By Tuesday afternoon, the delay in accessing news sites was gone, according to an analysis by The Times.
X did not comment on the throttling, which was first noticed by users. Washington Post X’s move to delay the link to competing services was reported earlier.
Mr Musk had previously slowed down access to other websites from X. Last year, they blocked the link for some time Mastodon, a competitive service. In April, he also temporarily blocked users from it. substack link sharing On X the company said it planned to launch a Twitter competitor.

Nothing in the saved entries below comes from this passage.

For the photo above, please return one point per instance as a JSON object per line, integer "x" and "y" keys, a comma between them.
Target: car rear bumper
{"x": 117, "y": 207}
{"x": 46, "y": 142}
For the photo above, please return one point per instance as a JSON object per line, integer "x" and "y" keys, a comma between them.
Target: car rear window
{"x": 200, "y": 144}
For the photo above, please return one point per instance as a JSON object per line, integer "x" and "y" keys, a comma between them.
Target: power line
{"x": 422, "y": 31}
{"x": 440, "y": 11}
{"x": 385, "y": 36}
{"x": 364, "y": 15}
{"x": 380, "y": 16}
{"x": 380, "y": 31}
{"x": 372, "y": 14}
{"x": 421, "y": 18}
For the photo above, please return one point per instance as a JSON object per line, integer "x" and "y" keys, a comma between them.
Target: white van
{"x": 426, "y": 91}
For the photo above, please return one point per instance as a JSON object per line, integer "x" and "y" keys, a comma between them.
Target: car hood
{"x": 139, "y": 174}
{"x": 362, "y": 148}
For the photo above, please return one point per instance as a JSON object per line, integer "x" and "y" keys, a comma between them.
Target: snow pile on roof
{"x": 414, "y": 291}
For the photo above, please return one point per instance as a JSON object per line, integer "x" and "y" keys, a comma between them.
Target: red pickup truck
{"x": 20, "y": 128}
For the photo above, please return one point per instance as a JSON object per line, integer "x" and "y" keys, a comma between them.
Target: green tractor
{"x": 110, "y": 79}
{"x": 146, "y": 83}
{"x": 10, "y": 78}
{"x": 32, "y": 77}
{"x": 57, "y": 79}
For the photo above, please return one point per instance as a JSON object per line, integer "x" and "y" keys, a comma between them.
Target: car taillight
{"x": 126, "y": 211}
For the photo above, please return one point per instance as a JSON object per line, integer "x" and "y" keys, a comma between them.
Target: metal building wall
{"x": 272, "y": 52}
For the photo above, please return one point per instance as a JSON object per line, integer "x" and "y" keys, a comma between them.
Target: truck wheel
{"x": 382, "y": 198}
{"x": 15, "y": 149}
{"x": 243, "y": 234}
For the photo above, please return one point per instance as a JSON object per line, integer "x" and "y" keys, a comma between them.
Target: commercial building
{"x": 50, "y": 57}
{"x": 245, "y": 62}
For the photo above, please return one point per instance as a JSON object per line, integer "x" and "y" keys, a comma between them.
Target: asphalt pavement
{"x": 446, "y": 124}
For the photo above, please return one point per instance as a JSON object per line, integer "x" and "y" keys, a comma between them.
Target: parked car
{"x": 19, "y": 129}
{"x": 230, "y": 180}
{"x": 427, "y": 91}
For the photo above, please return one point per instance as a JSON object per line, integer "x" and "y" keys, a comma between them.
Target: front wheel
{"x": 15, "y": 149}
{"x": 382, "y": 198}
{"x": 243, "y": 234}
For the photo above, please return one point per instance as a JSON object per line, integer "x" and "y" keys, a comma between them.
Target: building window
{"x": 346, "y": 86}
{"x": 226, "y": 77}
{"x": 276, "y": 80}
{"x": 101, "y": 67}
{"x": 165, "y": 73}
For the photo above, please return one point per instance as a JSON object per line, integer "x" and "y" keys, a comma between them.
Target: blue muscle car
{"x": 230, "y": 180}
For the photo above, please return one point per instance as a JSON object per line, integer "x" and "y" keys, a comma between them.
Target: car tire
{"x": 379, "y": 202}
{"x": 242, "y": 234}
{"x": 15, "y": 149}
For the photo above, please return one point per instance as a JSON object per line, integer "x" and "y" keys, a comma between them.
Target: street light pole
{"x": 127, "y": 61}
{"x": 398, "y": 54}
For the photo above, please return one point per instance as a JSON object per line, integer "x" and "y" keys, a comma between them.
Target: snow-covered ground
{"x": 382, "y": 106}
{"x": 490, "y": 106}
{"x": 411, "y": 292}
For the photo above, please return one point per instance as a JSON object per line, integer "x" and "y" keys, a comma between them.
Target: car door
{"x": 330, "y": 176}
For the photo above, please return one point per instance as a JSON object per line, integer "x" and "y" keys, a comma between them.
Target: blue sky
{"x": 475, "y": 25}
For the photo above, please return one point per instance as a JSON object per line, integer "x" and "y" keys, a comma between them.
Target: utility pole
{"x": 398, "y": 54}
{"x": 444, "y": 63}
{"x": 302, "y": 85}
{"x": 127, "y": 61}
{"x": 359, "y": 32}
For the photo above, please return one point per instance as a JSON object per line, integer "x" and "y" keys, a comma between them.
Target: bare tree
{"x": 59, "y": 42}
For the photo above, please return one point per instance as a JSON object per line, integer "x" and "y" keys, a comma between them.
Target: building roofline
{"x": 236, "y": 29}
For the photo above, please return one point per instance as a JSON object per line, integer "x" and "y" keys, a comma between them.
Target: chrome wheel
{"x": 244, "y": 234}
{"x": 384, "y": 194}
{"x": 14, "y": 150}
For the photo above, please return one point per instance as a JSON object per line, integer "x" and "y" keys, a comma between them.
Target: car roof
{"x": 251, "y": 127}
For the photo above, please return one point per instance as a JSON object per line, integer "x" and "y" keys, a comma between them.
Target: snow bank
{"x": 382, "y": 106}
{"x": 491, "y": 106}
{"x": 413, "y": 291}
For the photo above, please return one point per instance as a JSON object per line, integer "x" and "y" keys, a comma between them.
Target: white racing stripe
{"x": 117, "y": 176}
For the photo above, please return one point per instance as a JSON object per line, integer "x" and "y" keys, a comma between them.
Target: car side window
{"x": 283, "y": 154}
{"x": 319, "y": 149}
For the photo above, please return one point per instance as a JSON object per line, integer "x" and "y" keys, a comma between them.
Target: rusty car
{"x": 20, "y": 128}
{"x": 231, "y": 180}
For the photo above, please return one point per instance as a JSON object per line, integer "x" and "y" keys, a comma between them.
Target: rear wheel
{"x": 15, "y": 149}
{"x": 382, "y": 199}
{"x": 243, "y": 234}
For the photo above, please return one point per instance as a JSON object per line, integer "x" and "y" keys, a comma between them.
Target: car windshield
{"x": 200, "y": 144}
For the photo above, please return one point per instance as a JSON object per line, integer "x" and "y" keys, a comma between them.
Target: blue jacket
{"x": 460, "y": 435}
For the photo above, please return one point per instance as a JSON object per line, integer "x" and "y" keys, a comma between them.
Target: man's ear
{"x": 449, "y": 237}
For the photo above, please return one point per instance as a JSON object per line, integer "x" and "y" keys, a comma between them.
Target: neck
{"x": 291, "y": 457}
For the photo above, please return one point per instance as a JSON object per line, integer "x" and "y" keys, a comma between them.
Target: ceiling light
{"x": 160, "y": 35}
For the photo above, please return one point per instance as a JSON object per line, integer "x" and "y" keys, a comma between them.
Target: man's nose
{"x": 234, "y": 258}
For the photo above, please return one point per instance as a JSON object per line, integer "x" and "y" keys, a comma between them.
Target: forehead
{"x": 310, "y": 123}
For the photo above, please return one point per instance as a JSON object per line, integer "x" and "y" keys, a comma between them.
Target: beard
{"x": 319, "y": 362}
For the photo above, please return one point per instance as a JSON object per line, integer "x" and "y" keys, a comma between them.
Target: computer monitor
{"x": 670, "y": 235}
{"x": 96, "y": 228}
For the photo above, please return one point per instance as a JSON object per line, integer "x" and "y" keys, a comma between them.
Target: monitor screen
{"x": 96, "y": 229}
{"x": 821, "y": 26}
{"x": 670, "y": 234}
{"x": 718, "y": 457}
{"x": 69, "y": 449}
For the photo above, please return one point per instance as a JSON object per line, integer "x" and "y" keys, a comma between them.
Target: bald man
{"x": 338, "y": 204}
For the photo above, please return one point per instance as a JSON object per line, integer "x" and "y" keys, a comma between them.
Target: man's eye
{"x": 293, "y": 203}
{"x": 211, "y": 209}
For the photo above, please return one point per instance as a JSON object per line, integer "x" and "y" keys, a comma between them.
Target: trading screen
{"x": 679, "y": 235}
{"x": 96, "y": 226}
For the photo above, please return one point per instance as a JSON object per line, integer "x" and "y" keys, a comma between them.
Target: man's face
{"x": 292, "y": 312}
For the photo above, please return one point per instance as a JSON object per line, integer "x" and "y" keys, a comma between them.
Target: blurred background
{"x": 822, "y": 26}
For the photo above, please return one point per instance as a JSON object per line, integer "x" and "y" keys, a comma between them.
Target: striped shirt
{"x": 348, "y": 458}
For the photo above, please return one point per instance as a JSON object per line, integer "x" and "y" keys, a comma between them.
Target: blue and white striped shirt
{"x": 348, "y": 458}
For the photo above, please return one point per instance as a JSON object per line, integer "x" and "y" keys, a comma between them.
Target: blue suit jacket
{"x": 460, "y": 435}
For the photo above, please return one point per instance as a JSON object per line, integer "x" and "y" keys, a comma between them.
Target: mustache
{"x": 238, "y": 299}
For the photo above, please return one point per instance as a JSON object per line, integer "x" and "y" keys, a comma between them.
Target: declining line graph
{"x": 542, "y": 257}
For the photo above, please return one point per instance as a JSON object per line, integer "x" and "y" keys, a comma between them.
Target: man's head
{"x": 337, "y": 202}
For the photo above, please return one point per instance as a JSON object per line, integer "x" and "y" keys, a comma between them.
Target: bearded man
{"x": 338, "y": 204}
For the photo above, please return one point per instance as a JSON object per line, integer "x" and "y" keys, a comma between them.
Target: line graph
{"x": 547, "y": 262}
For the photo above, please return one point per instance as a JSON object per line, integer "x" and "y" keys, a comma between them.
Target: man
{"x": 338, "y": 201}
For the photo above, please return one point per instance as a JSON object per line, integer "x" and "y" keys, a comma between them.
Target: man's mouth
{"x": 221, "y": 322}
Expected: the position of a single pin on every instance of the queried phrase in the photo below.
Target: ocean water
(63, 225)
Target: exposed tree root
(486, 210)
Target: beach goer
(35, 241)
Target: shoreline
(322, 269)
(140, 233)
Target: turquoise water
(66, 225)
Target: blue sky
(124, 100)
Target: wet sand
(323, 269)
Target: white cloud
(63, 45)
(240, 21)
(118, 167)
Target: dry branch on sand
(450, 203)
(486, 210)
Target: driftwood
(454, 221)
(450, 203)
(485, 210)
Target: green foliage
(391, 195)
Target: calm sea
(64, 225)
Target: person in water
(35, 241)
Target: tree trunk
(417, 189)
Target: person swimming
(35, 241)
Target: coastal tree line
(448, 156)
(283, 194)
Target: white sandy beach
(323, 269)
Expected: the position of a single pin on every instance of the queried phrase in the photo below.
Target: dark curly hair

In recent weeks, Mr Musk has debated online with Facebook founder Mark Zuckerberg, who introduced a competing social media service called Threads, Mr. Musk has also called for a personal struggle and threatened to come out to Mr. Zuckerberg this week. a cage fight The two billionaires then discussed a formal match but called it off.
“While we hope Twitter will reverse its decision to delay Substack links, our focus remains on building Substack,” company founders Chris Best, Hamish McKenzie and Jairaj Sethi said in a statement about the throttling. “Substack was created in direct response to this type of behavior by social media companies.”
In a post on Threads, Mr. Zuckerberg react With a “thinking face emoji” on the post highlighting the issue. Representatives for Meta, the parent company of Facebook, Instagram and Threads, did not immediately respond to a request for comment.
Charlie Stadlander, a spokesman for The Times, said the company had not received an explanation for the delay, adding, “We would be concerned about targeted pressure being applied to any news organization for unclear reasons.”
Social media services such as YouTube and news outlets including CNN and The Washington Post appeared unaffected by the throttling.
Mike IsaacJustin Heidmann and Hubert Mandeville contributed reporting.